Long camera trajectories and multi-shot edits are core to cinematic video but are hard to clone reliably: parametric rigs break on multi-shot scenes and synthetic cross-paired data are scarce and brittle. The core insight here is to treat camera parameters as a visual modality — a compact "camera grid" video — and train a multimodal diffusion transformer on very large camera-grid↔video pairs so camera motion can be pasted across scenes without requiring explicit camera calibration or cross-paired synthesis.
Key Findings
- Camera-as-video representation: encoding camera parameters into grid-motion videos lets the model handle arbitrary, compound multi-shot trajectories (shot transitions, push/pull, pans/rotations) as a single visual condition, avoiding brittle parametric templates.
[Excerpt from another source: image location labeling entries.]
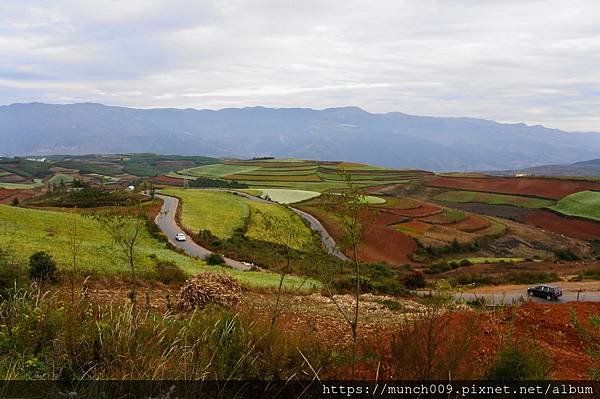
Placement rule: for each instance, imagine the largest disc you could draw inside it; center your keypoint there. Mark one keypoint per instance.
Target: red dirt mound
(570, 227)
(424, 210)
(539, 187)
(171, 181)
(471, 224)
(384, 244)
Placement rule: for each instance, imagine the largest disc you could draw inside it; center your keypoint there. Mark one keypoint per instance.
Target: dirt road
(507, 294)
(165, 220)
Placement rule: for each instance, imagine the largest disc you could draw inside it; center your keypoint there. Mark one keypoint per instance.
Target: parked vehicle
(545, 291)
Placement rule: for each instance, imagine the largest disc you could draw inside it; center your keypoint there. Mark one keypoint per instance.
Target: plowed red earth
(384, 244)
(8, 196)
(172, 181)
(570, 227)
(546, 188)
(471, 224)
(422, 211)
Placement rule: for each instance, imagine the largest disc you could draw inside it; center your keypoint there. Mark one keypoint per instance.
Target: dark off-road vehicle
(545, 291)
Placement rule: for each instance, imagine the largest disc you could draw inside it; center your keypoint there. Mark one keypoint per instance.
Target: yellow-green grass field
(493, 199)
(285, 196)
(222, 213)
(585, 204)
(26, 231)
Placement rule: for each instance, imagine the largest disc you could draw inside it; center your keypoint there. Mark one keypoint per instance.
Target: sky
(528, 61)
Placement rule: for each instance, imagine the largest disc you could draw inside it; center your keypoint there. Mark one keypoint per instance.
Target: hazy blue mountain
(584, 168)
(350, 133)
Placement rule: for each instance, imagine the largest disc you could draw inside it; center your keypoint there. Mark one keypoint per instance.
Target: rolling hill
(350, 133)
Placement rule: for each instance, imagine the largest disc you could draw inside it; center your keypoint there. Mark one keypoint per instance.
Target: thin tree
(355, 218)
(284, 231)
(74, 247)
(125, 228)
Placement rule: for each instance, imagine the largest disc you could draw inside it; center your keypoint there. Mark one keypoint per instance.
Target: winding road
(166, 221)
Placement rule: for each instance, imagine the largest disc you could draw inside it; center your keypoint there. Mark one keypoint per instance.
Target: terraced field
(538, 187)
(298, 174)
(493, 199)
(222, 213)
(585, 204)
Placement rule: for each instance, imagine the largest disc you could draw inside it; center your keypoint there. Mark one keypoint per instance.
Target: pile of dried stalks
(208, 288)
- Million-scale supervision: pretraining on a large, synthesized camera-grid–video corpus supplies diverse trajectories and shot compositions, improving robustness on complex, long-range camera cloning tasks.
- Hierarchical Prompt Expansion agent: a prompt-planning stage fuses camera motion, subject description, and action cues into coherent directives for the diffusion transformer, improving semantic and temporal coherence across shot boundaries.
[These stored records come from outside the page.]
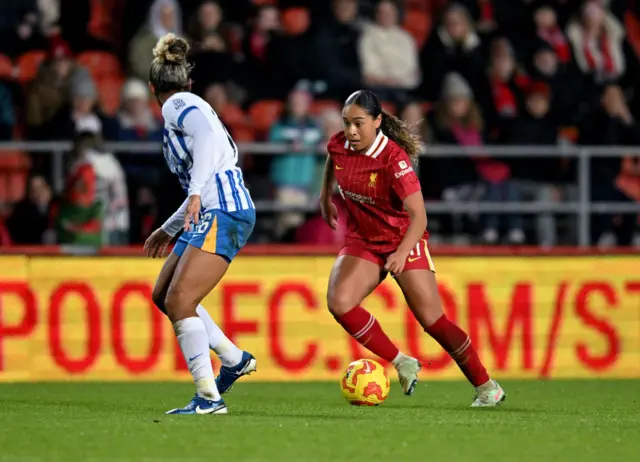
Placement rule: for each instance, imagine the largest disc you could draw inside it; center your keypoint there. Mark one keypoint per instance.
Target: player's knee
(158, 296)
(178, 305)
(339, 302)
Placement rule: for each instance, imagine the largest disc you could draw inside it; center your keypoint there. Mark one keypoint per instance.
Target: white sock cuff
(188, 324)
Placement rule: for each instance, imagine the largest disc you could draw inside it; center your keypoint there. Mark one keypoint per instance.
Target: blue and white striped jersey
(201, 153)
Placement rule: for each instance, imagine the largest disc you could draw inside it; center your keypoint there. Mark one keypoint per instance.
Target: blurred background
(528, 110)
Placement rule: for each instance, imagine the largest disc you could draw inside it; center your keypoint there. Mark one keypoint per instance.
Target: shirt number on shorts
(205, 219)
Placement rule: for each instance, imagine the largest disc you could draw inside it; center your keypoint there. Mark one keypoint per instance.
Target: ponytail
(399, 131)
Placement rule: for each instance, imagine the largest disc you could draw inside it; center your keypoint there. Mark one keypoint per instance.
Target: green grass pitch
(582, 421)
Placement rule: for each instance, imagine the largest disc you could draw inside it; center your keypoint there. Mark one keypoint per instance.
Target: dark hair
(169, 69)
(394, 128)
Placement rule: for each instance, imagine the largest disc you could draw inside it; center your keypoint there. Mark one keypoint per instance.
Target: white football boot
(408, 369)
(489, 395)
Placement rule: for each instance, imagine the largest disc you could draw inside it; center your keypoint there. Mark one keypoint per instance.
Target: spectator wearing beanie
(51, 90)
(136, 121)
(541, 179)
(389, 56)
(455, 47)
(548, 30)
(597, 38)
(565, 84)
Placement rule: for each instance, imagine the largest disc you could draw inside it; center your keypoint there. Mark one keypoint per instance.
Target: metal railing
(583, 208)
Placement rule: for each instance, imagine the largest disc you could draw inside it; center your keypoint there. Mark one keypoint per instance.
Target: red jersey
(374, 184)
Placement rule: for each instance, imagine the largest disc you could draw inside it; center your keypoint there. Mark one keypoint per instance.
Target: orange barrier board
(91, 318)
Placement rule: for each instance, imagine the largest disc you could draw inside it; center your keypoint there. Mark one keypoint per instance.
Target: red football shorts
(419, 257)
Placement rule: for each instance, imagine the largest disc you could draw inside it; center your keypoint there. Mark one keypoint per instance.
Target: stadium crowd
(465, 72)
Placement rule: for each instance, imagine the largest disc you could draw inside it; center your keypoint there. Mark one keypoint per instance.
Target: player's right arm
(328, 209)
(156, 244)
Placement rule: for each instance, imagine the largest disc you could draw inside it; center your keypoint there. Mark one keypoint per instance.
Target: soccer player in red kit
(371, 161)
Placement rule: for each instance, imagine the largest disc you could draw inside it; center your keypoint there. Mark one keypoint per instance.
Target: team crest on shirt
(372, 180)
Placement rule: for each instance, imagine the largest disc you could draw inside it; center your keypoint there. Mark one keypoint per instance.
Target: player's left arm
(406, 185)
(196, 125)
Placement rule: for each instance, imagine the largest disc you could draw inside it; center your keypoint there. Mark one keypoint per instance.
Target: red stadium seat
(233, 116)
(417, 5)
(322, 105)
(155, 109)
(100, 64)
(14, 169)
(389, 107)
(264, 113)
(295, 21)
(418, 24)
(109, 94)
(6, 68)
(243, 135)
(29, 64)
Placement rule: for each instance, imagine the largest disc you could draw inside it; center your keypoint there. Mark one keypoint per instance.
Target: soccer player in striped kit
(371, 162)
(218, 217)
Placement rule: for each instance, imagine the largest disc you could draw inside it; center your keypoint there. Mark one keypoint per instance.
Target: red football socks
(366, 329)
(457, 343)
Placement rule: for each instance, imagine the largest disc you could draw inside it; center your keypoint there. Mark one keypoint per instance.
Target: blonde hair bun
(171, 49)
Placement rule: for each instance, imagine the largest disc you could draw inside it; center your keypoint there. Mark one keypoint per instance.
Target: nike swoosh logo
(212, 410)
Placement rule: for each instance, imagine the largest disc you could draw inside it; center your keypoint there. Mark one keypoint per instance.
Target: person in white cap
(136, 122)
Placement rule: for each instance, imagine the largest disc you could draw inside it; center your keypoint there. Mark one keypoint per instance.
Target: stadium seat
(101, 64)
(243, 135)
(295, 21)
(29, 64)
(322, 105)
(155, 109)
(6, 68)
(389, 107)
(233, 116)
(264, 113)
(109, 94)
(417, 5)
(418, 24)
(632, 26)
(14, 169)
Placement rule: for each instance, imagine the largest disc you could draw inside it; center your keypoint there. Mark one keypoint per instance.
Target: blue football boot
(200, 405)
(228, 375)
- Director-level control: the framework coordinates characters, actions and cameras to support multimodal controls (text, reference video, trajectory) for controllable video generation without per-case fine-tuning.
Who it's for and tradeoffs
Great fit if you need reproducible, multi-shot camera motion transfer for generated video (researchers and studios working on controllable video synthesis, or teams developing reference-based camera control pipelines). Look elsewhere if you require live-phone deployment on-device, extremely small-data regimes, or explicit, per-frame metric-quality camera calibration — the approach relies on large-scale training data and sizable model capacity, and may need adaptation for very unconstrained, noisy real-world reference footage.
How it works (brief)
The method renders camera parameters into a grid-format motion video that is used alongside content signals (text, image, or content video) to condition a multimodal diffusion transformer. During inference a hierarchical prompt-expansion module constructs conditioning prompts that describe intra-shot motion, inter-shot transitions, and semantic fusion with subjects and actions; the pretrained model then synthesizes multi-shot outputs that follow the target camera trajectories while preserving content consistency.